Searching for a solution
Option A: complete log of all the history
Let’s assume that we store all the history in the database: Information about each user’s separate, definable action is a separate record. It’s clear that with time the statistics table will increase and, as a result, the queries will take too long.
Let’s estimate the speed of the statistics table growth for one user. Suppose that the user adds one resume every minute (which is unrealistic but is clear for analysis). Another user’s operations require even more time to complete. So, we will have 60×24×365 = 525,600 user actions for a year and the same number of records in the statistics table. Now let’s multiply this figure by the number of users in one company, then multiply by the number of companies. A bit too much, isn’t it. What solution do we have? We can separate the statistical information for each company and store it in different tables. That’s acceptable for small companies if they have two or three recruiters and the work is slow-paced. However, the statistics table for big companies is still too large.

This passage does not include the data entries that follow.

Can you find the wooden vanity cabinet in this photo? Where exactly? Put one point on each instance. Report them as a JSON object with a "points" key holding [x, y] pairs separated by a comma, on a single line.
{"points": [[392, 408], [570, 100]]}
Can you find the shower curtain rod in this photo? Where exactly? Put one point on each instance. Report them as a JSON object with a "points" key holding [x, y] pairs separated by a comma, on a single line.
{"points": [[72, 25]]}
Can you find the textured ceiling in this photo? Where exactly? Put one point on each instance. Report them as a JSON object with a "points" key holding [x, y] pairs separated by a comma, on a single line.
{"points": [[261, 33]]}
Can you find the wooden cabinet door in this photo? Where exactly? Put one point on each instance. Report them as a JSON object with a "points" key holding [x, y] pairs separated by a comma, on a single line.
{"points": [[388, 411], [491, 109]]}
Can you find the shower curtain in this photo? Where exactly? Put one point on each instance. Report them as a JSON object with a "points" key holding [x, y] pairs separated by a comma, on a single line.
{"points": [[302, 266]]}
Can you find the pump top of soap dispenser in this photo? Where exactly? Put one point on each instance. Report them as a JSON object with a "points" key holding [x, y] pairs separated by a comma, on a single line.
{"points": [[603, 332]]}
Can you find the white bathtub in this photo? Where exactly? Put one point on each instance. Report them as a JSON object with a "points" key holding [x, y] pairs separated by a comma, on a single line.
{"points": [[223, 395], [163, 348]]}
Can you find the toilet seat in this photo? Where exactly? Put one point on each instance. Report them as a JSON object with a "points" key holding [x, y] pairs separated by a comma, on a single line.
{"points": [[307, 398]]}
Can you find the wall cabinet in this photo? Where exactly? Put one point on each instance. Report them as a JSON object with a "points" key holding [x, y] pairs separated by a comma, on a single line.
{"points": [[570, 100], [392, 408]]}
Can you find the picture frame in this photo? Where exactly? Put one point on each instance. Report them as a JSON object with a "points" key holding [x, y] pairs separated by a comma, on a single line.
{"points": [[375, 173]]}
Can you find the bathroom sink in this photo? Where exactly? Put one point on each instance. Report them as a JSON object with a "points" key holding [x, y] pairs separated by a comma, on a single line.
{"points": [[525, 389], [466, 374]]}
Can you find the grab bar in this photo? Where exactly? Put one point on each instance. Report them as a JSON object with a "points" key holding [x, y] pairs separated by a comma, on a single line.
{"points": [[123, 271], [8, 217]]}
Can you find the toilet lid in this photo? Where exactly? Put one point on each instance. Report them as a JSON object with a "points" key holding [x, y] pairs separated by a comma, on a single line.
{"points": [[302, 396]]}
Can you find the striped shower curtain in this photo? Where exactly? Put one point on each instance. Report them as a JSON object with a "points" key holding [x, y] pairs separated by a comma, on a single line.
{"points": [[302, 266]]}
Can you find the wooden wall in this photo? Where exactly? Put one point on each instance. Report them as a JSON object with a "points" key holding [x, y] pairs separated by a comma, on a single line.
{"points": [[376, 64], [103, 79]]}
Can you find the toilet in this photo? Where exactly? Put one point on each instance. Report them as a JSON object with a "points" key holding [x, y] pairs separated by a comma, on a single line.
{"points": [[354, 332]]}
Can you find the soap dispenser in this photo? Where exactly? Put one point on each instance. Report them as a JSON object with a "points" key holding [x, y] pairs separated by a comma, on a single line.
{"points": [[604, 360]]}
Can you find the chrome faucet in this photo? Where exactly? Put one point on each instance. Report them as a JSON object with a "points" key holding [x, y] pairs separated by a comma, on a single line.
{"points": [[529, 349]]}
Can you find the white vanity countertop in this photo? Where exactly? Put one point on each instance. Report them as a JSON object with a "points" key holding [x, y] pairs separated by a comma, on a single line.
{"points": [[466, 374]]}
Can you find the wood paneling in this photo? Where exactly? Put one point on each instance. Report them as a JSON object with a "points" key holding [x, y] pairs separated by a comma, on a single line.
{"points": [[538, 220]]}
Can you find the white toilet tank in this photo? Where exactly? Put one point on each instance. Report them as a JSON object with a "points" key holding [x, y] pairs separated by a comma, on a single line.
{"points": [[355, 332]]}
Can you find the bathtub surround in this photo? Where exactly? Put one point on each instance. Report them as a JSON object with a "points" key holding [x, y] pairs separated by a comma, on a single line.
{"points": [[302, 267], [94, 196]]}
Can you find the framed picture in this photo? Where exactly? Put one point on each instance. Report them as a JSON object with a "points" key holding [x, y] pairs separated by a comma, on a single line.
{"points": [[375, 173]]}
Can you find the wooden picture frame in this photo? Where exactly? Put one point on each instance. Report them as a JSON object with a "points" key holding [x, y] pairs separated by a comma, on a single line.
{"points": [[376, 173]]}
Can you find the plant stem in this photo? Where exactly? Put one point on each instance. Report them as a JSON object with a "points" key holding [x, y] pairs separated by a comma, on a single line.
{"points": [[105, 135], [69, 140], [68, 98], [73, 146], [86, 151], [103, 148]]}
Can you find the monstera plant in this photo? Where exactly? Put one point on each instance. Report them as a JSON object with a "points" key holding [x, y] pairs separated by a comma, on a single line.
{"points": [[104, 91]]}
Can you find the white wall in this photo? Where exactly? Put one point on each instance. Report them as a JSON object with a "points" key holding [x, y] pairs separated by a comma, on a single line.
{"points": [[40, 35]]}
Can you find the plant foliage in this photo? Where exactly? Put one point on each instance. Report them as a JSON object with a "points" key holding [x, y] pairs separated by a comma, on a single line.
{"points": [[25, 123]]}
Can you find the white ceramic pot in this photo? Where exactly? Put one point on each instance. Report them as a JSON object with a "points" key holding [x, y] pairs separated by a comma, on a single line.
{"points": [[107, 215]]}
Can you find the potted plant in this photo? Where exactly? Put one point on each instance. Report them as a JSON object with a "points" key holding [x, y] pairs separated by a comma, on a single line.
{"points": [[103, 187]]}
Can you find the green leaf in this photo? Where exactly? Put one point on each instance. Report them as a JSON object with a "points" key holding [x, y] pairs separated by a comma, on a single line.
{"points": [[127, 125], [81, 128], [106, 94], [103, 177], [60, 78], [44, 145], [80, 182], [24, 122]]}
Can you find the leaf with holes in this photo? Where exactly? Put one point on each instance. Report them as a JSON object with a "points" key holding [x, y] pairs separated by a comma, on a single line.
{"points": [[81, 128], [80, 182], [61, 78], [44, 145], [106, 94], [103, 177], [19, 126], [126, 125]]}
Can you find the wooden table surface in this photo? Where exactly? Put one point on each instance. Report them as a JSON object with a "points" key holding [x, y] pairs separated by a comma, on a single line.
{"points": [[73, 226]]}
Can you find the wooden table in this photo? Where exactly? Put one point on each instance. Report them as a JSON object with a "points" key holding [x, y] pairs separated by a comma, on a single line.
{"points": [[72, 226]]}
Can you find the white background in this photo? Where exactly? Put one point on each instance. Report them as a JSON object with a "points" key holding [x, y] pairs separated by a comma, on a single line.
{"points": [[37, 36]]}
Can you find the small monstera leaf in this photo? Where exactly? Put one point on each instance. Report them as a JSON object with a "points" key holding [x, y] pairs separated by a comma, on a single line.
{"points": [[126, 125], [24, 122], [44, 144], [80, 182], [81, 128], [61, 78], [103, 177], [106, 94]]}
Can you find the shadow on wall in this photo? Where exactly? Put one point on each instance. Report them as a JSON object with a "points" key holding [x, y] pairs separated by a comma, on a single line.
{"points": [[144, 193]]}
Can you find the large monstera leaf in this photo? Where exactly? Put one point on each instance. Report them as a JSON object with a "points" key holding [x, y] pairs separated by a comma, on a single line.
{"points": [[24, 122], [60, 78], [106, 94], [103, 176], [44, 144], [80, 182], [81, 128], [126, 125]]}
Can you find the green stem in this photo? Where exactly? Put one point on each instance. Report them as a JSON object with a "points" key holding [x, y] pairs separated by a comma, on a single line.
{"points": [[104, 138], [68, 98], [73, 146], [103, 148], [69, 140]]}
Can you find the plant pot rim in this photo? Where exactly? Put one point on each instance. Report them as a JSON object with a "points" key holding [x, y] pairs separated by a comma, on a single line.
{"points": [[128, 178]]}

Option B: Aggregated data storage
Let’s look at the collected data more attentively and analyze the way we show this information to users. In this case, the user is more interested in the number of the actions completed during a particular period rather than in records of particular actions themselves. So, to choose the minimal time gap, we can store the number of actions as one record. This will essentially reduce the size of the company statistics table. Which minimal time gap to choose? Logically, the statistical data changes rapidly during the working day, and there’s no need to trace it in real time. We suppose that the company director prefers to receive weekly or monthly reports from which he can then make decisions. That’s why we chose one day (24 hours) as a minimal time gap. This will help us get the information with a good level of details.
Using this approach, we receive the table that contains several records for each single day: one row is for the company and one for each recruiter. For example, if a company has two recruiters, the table will have 2×3 х 365 = 2190 records per year. For one user this is 480 times less than in the previous example!
We created a temporary table common for all companies to collect the information about users’ actions. The data about all activities of all users from all companies during the day go into this table. After that the software executes a special script: it calculates statistical data for each company and saves these figures into the company’s main statistics table. The program deletes the previous day’s records from the temporary table, so the table always has a reasonable size.
Such an approach to gathering and storing the statistics helps to significantly reduce the amount of stored information and increase the speed of receiving the statistics and displaying them to the user.
What users see:
Of course, such an approach has its advantages and disadvantages.
Information about each single user action is not saved.
It’s impossible to recount the statistics.
Users don’t see the statistics for the current day.
Statistics are saved separately and don’t depend on the changes in main database (even if the initial information is already deleted).
The amount of the stored information is significantly reduced without losing its value as statistic data.
The load on the database server is reduced.
Users can get statistical data faster.